Profiling is an essential tool for identifying performance bottlenecks in your
TurboGears application. TurboGears provides built-in profiling capabilities through
the tgext.debugbar extension, which is automatically enabled in development mode.
The debugbar is enabled by default in quickstarted TurboGears projects when running
in development mode. When you start your application with gearbox serve, the
debugbar automatically appears at the bottom of each page.
If you need to manually enable it, ensure tgext.debugbar is in your project’s
requirements and that the middleware is configured in your application setup.

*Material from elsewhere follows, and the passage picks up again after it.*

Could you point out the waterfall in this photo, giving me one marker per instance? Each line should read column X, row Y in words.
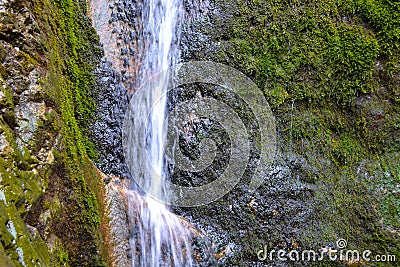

Once enabled, the debugbar provides several tabs with profiling information:
The SQL tab shows all database queries executed during the request, including:
The SQL statement
Execution time
Parameters used
Number of rows returned
This helps identify slow queries or N+1 query problems.
For PostgreSQL databases, you can also view the execution plan for each query by clicking on it, which helps optimize complex queries.
The profiling tab provides detailed timing information for the entire request:
Total request time
Time spent in each controller method
Time spent in templates
Time spent in SQL queries
Stack trace with timing for each function call
This allows you to quickly identify which parts of your application are taking the most time to execute.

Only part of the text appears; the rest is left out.